Helped by the work of the sociopsychologist Kurt Lewin, who analyzed and described the way obstacles operate in psychological behavior, Dichter and Cheskin proposed that advertising techniques should work on motivations by way of strengthening positive, deeper significations and minimizing any that act as an obstacle. As Sidney Levy (1999), who was one of the pioneers of motivation research in marketing, indicates, a number of scholars along with Dichter and Cheskin, as well as a number of business people, played a key role in the growth of motivation research and in its applications to advertising and other marketing efforts.

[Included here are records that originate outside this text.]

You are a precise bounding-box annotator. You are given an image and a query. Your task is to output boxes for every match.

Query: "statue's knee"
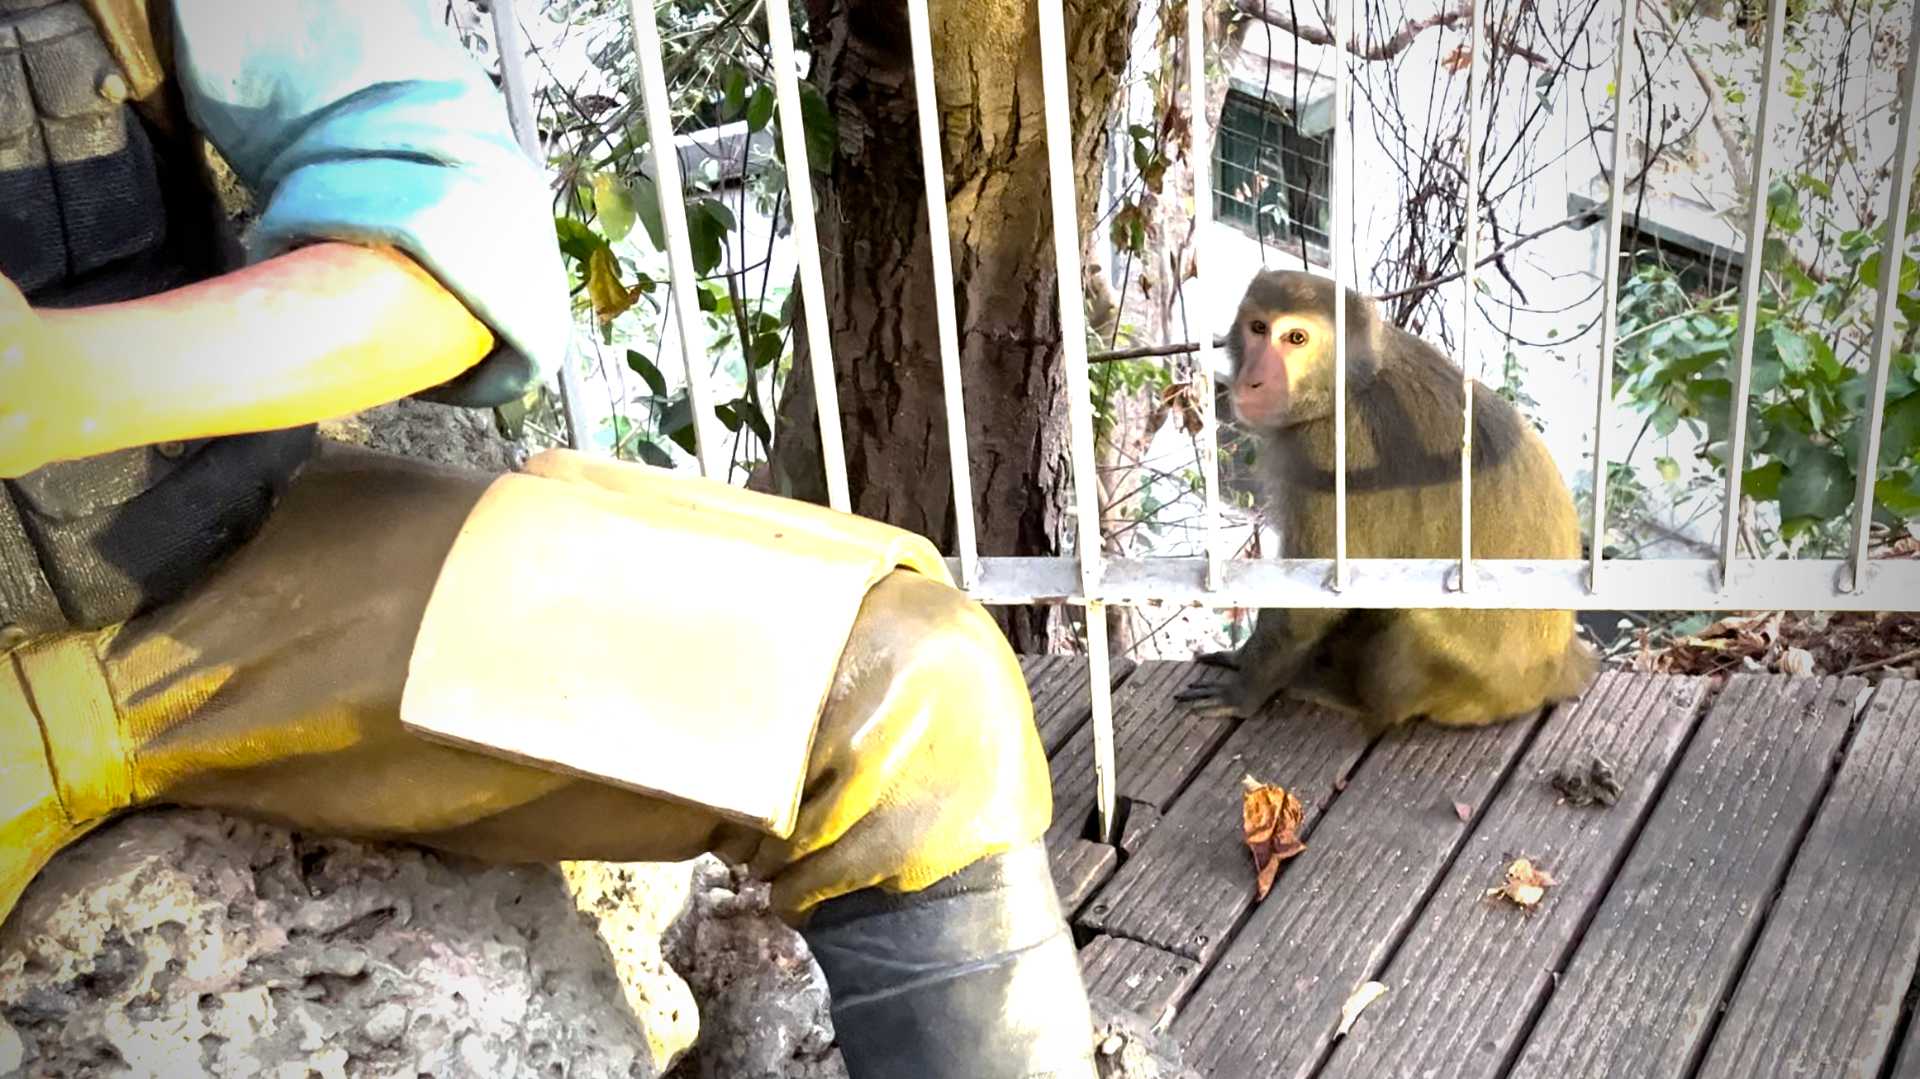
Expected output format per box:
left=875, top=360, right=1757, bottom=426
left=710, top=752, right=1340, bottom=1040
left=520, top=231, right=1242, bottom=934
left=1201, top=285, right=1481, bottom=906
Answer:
left=830, top=570, right=1053, bottom=852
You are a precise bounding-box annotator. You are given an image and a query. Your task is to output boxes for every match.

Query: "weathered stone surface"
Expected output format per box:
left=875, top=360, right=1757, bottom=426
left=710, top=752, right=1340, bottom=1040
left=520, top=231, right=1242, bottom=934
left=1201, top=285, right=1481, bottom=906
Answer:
left=0, top=809, right=671, bottom=1078
left=658, top=859, right=842, bottom=1079
left=318, top=397, right=526, bottom=474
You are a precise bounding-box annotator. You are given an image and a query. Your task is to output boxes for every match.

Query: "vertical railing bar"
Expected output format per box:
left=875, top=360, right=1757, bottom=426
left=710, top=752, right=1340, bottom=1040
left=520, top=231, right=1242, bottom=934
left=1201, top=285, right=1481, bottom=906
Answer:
left=629, top=0, right=727, bottom=477
left=1331, top=0, right=1350, bottom=592
left=1846, top=0, right=1920, bottom=592
left=1035, top=0, right=1112, bottom=838
left=1085, top=605, right=1117, bottom=844
left=906, top=0, right=981, bottom=588
left=1188, top=0, right=1225, bottom=592
left=1588, top=0, right=1640, bottom=590
left=490, top=0, right=589, bottom=453
left=763, top=0, right=851, bottom=512
left=1034, top=0, right=1104, bottom=599
left=1457, top=0, right=1482, bottom=591
left=1716, top=0, right=1787, bottom=587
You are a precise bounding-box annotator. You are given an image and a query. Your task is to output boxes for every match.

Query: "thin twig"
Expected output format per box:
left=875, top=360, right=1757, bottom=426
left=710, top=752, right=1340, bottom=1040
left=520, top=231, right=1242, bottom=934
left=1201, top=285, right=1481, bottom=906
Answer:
left=1840, top=645, right=1920, bottom=677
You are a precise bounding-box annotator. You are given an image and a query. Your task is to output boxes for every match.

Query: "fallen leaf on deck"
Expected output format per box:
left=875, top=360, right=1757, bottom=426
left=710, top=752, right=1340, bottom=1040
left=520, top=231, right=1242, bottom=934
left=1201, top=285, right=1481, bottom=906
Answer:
left=1485, top=857, right=1555, bottom=910
left=1336, top=981, right=1388, bottom=1037
left=1453, top=800, right=1473, bottom=822
left=1242, top=775, right=1306, bottom=901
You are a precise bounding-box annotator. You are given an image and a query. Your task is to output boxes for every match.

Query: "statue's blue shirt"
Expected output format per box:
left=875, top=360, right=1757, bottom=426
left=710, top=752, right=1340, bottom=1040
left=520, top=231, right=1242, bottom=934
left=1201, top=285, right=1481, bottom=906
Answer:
left=170, top=0, right=571, bottom=402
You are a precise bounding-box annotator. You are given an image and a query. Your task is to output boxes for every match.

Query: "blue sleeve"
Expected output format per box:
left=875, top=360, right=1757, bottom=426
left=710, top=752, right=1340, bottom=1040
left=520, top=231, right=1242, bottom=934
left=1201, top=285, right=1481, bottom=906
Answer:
left=166, top=0, right=572, bottom=406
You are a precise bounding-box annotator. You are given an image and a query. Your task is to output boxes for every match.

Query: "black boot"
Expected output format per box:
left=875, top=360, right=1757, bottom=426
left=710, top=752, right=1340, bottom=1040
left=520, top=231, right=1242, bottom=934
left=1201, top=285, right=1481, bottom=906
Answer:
left=801, top=841, right=1097, bottom=1079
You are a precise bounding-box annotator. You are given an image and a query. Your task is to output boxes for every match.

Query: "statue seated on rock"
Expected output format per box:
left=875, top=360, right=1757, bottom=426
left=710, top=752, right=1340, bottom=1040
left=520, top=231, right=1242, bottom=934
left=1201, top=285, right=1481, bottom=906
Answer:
left=0, top=2, right=1096, bottom=1075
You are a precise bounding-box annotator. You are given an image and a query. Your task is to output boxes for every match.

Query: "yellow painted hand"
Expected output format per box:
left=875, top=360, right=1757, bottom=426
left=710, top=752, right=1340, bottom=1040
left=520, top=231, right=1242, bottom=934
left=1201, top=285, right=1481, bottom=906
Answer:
left=0, top=274, right=103, bottom=479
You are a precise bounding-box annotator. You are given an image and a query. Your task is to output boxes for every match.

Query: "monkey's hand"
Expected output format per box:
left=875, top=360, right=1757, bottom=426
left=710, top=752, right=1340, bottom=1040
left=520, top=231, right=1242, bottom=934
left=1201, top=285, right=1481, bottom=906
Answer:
left=1193, top=648, right=1240, bottom=670
left=1173, top=671, right=1264, bottom=720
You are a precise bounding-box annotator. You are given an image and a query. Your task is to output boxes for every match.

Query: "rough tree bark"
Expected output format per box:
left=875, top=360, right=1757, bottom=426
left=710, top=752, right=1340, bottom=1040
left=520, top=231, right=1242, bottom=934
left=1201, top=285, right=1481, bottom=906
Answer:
left=767, top=0, right=1141, bottom=653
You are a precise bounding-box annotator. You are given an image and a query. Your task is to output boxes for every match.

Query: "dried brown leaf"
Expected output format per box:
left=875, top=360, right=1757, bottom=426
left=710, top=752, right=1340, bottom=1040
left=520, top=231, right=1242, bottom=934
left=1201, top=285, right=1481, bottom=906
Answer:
left=1485, top=857, right=1556, bottom=911
left=1242, top=775, right=1306, bottom=901
left=1440, top=43, right=1473, bottom=72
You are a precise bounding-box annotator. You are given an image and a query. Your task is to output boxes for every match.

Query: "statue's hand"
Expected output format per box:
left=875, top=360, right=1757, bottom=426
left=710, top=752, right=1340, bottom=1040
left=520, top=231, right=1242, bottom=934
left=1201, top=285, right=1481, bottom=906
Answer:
left=0, top=275, right=96, bottom=479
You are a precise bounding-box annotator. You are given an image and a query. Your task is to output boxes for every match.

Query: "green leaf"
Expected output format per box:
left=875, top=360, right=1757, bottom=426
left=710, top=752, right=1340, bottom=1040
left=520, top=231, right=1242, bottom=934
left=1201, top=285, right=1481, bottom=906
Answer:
left=687, top=202, right=726, bottom=275
left=631, top=175, right=667, bottom=250
left=1891, top=354, right=1920, bottom=400
left=1859, top=253, right=1920, bottom=296
left=714, top=400, right=743, bottom=432
left=703, top=199, right=738, bottom=232
left=749, top=332, right=784, bottom=369
left=1743, top=460, right=1785, bottom=499
left=1876, top=470, right=1920, bottom=516
left=661, top=394, right=698, bottom=455
left=1652, top=401, right=1682, bottom=437
left=1879, top=391, right=1920, bottom=466
left=1770, top=324, right=1814, bottom=373
left=634, top=438, right=676, bottom=468
left=1776, top=447, right=1853, bottom=523
left=746, top=85, right=776, bottom=132
left=1765, top=176, right=1801, bottom=233
left=626, top=349, right=667, bottom=397
left=1655, top=456, right=1681, bottom=483
left=592, top=173, right=637, bottom=243
left=555, top=217, right=608, bottom=265
left=724, top=67, right=749, bottom=119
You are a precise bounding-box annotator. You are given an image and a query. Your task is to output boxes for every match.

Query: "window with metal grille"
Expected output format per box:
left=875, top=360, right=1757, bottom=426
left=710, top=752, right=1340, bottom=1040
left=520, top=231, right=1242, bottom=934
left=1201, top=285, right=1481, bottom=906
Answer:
left=1625, top=228, right=1745, bottom=299
left=1213, top=88, right=1331, bottom=255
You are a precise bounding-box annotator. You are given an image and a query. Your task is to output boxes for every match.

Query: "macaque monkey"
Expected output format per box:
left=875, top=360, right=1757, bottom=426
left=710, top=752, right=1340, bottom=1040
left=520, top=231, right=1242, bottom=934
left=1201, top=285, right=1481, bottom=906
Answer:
left=1178, top=270, right=1596, bottom=731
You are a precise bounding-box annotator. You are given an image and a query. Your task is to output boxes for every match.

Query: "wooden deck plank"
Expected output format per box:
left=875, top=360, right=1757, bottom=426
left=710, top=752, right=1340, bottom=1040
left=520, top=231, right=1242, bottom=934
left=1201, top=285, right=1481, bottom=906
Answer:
left=1052, top=839, right=1120, bottom=914
left=1172, top=710, right=1544, bottom=1078
left=1895, top=1018, right=1920, bottom=1079
left=1020, top=654, right=1135, bottom=757
left=1505, top=674, right=1867, bottom=1079
left=1081, top=935, right=1200, bottom=1032
left=1046, top=661, right=1237, bottom=849
left=1119, top=805, right=1161, bottom=854
left=1313, top=672, right=1710, bottom=1079
left=1076, top=698, right=1372, bottom=959
left=1694, top=679, right=1920, bottom=1079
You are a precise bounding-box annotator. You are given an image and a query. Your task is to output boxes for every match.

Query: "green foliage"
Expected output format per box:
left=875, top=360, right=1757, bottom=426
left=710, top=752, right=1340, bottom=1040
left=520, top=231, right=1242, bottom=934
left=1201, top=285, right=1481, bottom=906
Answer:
left=538, top=0, right=839, bottom=476
left=1612, top=173, right=1920, bottom=554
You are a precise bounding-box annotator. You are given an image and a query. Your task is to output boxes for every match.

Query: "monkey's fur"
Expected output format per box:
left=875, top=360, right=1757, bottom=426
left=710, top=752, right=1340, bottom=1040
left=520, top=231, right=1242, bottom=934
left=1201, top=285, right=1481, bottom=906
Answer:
left=1180, top=270, right=1597, bottom=731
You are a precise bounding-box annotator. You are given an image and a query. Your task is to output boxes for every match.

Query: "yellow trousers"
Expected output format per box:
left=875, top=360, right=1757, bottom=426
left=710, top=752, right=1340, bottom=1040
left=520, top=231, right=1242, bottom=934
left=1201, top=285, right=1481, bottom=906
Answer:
left=1, top=445, right=1053, bottom=924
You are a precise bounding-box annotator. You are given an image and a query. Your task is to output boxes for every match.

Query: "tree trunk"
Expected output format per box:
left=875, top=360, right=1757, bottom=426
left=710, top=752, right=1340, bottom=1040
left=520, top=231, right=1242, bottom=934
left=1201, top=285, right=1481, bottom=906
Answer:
left=769, top=0, right=1140, bottom=654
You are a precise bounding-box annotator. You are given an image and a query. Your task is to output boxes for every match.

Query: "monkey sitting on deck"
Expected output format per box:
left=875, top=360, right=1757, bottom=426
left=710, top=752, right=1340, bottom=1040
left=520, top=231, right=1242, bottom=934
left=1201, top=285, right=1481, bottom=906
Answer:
left=1177, top=270, right=1597, bottom=732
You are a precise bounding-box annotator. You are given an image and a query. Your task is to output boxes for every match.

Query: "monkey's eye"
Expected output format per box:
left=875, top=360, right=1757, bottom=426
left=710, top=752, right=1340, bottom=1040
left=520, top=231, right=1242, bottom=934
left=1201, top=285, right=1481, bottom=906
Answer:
left=1249, top=320, right=1269, bottom=336
left=1285, top=329, right=1309, bottom=346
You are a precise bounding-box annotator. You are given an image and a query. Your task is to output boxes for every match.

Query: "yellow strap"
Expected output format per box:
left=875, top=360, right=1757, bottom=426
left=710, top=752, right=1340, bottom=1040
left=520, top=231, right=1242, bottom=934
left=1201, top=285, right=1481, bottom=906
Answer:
left=400, top=450, right=952, bottom=839
left=16, top=635, right=132, bottom=825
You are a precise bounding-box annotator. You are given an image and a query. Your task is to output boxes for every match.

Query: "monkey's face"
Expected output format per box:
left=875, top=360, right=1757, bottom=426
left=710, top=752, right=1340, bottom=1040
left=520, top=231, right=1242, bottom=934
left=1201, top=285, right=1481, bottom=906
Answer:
left=1229, top=308, right=1330, bottom=430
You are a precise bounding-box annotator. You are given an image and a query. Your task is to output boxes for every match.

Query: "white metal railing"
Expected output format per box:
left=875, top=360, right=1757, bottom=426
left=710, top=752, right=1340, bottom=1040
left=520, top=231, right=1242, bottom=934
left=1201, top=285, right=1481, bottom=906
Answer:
left=491, top=0, right=1920, bottom=844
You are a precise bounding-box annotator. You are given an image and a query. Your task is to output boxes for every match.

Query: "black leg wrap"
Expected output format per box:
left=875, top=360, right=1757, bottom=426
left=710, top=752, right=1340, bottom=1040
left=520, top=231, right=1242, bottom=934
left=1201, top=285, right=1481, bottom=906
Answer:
left=801, top=841, right=1097, bottom=1079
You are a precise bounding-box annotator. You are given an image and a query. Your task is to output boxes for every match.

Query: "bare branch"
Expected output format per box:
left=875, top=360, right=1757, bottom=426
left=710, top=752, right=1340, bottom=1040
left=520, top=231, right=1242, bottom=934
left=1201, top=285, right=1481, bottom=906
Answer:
left=1640, top=2, right=1752, bottom=193
left=1231, top=0, right=1552, bottom=67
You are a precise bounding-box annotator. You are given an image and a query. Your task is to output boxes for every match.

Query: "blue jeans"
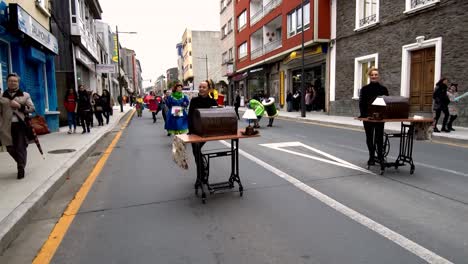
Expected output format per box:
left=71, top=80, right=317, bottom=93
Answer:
left=67, top=112, right=76, bottom=130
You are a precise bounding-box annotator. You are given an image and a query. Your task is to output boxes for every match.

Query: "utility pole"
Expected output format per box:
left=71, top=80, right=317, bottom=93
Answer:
left=300, top=0, right=306, bottom=118
left=116, top=26, right=123, bottom=113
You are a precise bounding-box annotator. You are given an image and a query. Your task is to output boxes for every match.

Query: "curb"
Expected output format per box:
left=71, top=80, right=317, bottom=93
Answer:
left=0, top=109, right=134, bottom=254
left=240, top=109, right=468, bottom=146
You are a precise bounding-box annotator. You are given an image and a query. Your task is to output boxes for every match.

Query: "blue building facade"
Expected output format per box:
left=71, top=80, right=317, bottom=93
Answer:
left=0, top=2, right=59, bottom=132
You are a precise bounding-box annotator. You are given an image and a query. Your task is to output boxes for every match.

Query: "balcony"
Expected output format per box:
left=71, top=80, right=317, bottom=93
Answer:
left=264, top=38, right=281, bottom=53
left=71, top=17, right=99, bottom=61
left=250, top=0, right=282, bottom=26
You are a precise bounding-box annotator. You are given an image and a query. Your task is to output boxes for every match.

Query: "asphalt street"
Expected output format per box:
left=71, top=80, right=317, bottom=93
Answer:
left=11, top=110, right=468, bottom=263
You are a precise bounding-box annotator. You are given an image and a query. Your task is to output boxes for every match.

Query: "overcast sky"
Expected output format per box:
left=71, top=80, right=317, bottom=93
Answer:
left=99, top=0, right=220, bottom=88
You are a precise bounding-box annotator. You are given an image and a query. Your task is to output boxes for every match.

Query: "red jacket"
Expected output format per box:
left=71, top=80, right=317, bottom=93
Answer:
left=64, top=94, right=77, bottom=113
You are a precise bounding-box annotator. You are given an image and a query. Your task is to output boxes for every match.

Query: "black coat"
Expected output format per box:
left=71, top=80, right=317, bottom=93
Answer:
left=77, top=91, right=92, bottom=111
left=359, top=82, right=389, bottom=118
left=432, top=84, right=450, bottom=110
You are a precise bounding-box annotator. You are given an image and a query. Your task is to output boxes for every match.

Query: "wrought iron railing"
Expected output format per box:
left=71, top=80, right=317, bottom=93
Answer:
left=411, top=0, right=437, bottom=9
left=359, top=13, right=377, bottom=27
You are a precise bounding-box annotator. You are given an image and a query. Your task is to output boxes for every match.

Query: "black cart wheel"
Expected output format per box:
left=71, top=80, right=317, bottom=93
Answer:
left=195, top=188, right=199, bottom=197
left=239, top=186, right=243, bottom=197
left=410, top=165, right=415, bottom=175
left=380, top=169, right=384, bottom=175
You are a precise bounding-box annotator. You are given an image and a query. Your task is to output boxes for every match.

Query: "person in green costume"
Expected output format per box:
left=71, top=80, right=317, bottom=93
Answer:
left=248, top=96, right=265, bottom=128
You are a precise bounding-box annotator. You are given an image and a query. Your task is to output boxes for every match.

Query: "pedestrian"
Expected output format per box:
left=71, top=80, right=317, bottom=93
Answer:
left=358, top=67, right=389, bottom=166
left=135, top=96, right=144, bottom=117
left=188, top=81, right=218, bottom=179
left=64, top=87, right=78, bottom=134
left=447, top=83, right=459, bottom=131
left=208, top=79, right=219, bottom=101
left=1, top=73, right=35, bottom=179
left=77, top=85, right=92, bottom=133
left=161, top=90, right=170, bottom=135
left=233, top=89, right=241, bottom=120
left=286, top=91, right=293, bottom=112
left=92, top=93, right=104, bottom=126
left=146, top=91, right=159, bottom=123
left=432, top=78, right=451, bottom=133
left=293, top=90, right=301, bottom=111
left=101, top=89, right=112, bottom=124
left=262, top=97, right=279, bottom=127
left=87, top=89, right=94, bottom=127
left=248, top=96, right=265, bottom=128
left=165, top=83, right=189, bottom=135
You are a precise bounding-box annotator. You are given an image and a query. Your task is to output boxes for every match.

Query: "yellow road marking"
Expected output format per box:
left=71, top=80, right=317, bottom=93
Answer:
left=33, top=109, right=135, bottom=264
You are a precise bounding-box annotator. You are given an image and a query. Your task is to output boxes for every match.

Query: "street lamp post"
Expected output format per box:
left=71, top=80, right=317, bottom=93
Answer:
left=300, top=0, right=306, bottom=118
left=115, top=26, right=137, bottom=112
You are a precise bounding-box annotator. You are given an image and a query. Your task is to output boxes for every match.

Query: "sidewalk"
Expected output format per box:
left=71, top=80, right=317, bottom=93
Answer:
left=0, top=105, right=133, bottom=253
left=239, top=107, right=468, bottom=143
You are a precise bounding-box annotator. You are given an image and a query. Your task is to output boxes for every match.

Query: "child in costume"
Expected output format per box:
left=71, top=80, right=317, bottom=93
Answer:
left=262, top=97, right=279, bottom=127
left=135, top=97, right=144, bottom=117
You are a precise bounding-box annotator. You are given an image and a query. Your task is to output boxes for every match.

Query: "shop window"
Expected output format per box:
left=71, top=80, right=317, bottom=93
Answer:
left=404, top=0, right=439, bottom=13
left=354, top=53, right=378, bottom=99
left=287, top=1, right=310, bottom=38
left=355, top=0, right=379, bottom=31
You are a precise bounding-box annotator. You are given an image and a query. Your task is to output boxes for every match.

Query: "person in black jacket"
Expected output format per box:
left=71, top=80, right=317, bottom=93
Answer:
left=432, top=78, right=450, bottom=133
left=233, top=89, right=241, bottom=120
left=359, top=68, right=389, bottom=165
left=188, top=81, right=218, bottom=179
left=77, top=85, right=92, bottom=133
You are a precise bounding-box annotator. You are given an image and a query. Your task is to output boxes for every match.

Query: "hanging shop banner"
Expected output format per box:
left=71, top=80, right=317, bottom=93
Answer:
left=112, top=35, right=119, bottom=62
left=280, top=71, right=285, bottom=106
left=9, top=4, right=58, bottom=54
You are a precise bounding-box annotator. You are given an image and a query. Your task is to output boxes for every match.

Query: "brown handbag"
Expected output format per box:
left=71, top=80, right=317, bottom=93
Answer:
left=30, top=115, right=50, bottom=135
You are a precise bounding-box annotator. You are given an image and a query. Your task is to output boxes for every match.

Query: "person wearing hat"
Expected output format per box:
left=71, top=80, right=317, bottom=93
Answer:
left=165, top=83, right=189, bottom=135
left=262, top=97, right=279, bottom=127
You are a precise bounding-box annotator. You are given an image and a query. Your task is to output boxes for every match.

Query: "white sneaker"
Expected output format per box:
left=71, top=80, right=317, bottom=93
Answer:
left=67, top=129, right=72, bottom=134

Given the reasoning that guided them, motivation researchers used techniques similar to those of psychoanalysts to get at deeper reasons underlying consumers' behaviors. Unlike a patient and his or her analyst, however, the motivation researcher and the consumer could not, practically, spend months and years in analysis; but the reasons behind consumption behaviors were not, hopefully, as deeply sub- or unconscious, hidden, and difficult to bring to consciousness. Thus, motivation researchers thought that methods such as in-depth interviews that lasted around one or two hours and focus groups that lasted somewhat longer and provided the opportunity for consumers to resonate with each other could get to sufficiently deep and informative reasons underlying consumer feelings and actions. Further used were “projective” techniques that also came out of psychoanalysis and that provided insights into reasons otherwise not easily expressed by consumers.